Senate is still searching for $10 billion.
Compiled by staff 
Published: Apr 11, 2008

Hope was dashed quickly Thursday that the first formal Senate-House conference could end a deadlock on the new farm bill. With the April 18 deadline for forging a new deal looming, the first meeting of the conferees adjourned in less than two hours with little progress and the deadlock remains. The next round of negotiations now depends on if the chairmen of the House Ways and Means Committee and the Senate Finance Committee identify a source of funding for $10 billion — and that source must meet the approval of the White House by not raising new taxes.

The conference is not expected to meet again in public until Monday or Tuesday. In the meantime, the agriculture committees have turned over the funding issue to the House and Senate tax committees to untangle.

House Agriculture Committee Chairman Collin Peterson, D-Minn., tabled a new offer to the Senate conferees — a proposal he called only "a starting point." That proposal included $5.5 billion in spending over the budget baseline for the bill. The proposed $5.5 billion was offset by savings from adjustments to the way credit card companies are required to report sales in the House offer.
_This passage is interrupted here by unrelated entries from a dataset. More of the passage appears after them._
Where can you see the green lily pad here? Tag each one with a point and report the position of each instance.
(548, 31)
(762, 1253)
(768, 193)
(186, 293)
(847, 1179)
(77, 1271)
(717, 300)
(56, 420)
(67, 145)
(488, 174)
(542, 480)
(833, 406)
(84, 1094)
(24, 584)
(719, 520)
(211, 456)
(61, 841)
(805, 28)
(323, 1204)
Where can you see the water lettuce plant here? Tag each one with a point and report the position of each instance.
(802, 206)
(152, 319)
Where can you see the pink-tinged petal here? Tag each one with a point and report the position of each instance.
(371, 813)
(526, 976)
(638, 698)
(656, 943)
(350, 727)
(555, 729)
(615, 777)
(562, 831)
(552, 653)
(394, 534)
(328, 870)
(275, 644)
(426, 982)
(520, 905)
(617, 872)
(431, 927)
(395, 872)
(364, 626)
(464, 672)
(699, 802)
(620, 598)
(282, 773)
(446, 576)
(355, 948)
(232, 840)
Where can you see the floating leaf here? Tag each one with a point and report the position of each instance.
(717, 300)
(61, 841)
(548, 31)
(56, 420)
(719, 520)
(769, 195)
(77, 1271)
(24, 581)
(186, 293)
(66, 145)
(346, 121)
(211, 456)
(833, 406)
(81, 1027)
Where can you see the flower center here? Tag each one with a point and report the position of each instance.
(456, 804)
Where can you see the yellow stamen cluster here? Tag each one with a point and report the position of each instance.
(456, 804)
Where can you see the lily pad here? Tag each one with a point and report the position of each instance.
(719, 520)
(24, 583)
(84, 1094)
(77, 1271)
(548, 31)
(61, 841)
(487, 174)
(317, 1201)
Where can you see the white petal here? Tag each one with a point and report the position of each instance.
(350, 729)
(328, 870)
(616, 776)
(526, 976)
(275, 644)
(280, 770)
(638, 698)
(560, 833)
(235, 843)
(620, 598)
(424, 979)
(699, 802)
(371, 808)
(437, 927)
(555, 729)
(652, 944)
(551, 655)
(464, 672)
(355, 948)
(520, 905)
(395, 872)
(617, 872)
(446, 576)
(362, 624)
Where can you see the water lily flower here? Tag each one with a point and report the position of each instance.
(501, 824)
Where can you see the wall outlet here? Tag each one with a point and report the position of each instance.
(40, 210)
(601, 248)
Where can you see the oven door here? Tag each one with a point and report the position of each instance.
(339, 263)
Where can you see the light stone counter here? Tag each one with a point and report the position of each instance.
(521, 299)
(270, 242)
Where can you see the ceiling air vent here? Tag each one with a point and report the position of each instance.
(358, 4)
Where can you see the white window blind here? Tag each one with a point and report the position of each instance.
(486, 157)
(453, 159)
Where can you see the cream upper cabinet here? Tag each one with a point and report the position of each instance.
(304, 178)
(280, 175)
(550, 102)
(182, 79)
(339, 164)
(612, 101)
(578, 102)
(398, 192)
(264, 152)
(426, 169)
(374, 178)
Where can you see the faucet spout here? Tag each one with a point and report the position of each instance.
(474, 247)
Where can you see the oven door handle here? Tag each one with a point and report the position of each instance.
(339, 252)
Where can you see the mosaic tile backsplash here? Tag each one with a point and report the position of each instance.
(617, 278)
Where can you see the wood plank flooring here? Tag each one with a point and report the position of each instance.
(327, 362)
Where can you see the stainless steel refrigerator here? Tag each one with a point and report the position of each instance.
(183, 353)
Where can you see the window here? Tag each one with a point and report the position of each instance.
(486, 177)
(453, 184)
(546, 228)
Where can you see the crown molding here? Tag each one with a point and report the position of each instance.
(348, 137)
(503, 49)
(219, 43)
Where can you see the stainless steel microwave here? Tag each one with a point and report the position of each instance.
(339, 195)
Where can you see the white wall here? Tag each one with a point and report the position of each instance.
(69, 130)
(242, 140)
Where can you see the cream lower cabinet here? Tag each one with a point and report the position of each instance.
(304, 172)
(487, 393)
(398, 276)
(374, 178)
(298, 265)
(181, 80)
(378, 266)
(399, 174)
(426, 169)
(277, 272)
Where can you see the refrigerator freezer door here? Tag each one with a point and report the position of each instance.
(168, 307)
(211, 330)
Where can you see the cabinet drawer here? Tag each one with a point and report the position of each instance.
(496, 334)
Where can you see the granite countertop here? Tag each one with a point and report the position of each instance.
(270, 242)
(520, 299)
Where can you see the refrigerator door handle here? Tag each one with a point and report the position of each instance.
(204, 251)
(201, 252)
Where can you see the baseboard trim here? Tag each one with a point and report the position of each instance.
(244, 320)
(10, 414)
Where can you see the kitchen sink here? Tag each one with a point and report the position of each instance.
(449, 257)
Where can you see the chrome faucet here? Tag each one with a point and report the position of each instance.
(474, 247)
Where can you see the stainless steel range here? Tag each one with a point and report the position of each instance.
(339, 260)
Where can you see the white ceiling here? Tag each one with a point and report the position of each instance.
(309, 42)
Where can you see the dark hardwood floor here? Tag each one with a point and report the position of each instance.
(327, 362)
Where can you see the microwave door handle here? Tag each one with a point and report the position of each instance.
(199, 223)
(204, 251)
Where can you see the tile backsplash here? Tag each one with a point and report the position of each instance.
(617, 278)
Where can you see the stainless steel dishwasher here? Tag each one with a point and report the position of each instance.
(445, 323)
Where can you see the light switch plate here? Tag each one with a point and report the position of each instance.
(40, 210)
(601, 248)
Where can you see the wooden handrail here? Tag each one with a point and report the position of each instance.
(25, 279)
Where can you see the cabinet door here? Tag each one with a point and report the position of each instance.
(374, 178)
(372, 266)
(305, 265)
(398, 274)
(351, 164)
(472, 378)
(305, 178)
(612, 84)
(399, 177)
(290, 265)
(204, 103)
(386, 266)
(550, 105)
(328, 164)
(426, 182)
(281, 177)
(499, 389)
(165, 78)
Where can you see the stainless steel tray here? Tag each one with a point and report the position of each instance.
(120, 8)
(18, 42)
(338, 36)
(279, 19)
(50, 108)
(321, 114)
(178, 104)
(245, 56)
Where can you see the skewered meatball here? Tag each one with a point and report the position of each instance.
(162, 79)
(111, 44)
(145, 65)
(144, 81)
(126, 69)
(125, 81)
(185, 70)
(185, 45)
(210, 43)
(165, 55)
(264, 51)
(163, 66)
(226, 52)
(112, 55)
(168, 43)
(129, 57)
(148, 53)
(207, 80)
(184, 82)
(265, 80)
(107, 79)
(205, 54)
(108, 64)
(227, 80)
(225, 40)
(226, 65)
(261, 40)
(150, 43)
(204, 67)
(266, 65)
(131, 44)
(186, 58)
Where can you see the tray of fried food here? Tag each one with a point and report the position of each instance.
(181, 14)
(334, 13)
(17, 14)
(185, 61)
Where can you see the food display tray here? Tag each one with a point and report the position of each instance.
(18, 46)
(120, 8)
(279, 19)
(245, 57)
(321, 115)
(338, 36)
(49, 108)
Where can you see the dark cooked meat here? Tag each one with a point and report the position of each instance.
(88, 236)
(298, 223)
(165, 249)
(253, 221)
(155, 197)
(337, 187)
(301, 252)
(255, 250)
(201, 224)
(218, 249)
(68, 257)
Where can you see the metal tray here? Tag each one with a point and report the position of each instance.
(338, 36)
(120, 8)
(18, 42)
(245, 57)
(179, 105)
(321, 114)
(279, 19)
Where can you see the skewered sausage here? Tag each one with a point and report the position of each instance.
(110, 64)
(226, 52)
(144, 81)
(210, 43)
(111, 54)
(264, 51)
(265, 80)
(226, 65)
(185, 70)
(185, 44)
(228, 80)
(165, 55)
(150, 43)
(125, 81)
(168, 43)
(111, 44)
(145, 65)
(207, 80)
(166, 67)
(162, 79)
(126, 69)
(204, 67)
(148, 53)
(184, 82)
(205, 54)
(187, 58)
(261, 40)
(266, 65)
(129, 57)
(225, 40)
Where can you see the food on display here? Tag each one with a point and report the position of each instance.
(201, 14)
The House offer would have eliminated the proposed $4 billion permanent disaster program and a package of tax cuts that brings the total cost of the Senate bill to $12.5 billion over baseline, according to Peterson.

Senate Agriculture Committee Chairman Tom Harkin, D-Iowa, quickly responded to the House proposal by saying "we agreed to $10 billion (over baseline)." The Senate would not make a counter-offer to the House in the conference with less than the $10 billion in spending.

The Senate Finance Committee and the House Ways and Means Committee do not see eye-to-eye on funding the bill — although both chairmen have agreed to come to the aid of the ag committees. Part of the deadlock arises from House Ways and Means Committee Chairman Charles Rangel, D-N.Y., who so far has insisted that the over line funding should be used to pay for domestic nutrition programs, while Senate Finance Committee Chairman Max Baucus, D-Mont., remains determined to pay for a $4 billion permanent disaster program.

Meanwhile, there was not smooth sailing even for the stripped down $5.5 billion proposal. With veto threats hanging over both the House and Senate farm bills, Agriculture Deputy Secretary Chuck Conner told reporters the Administration remained opposed to using the credit card reporting mechanism to as a "pay-for" in the stripped down House proposal.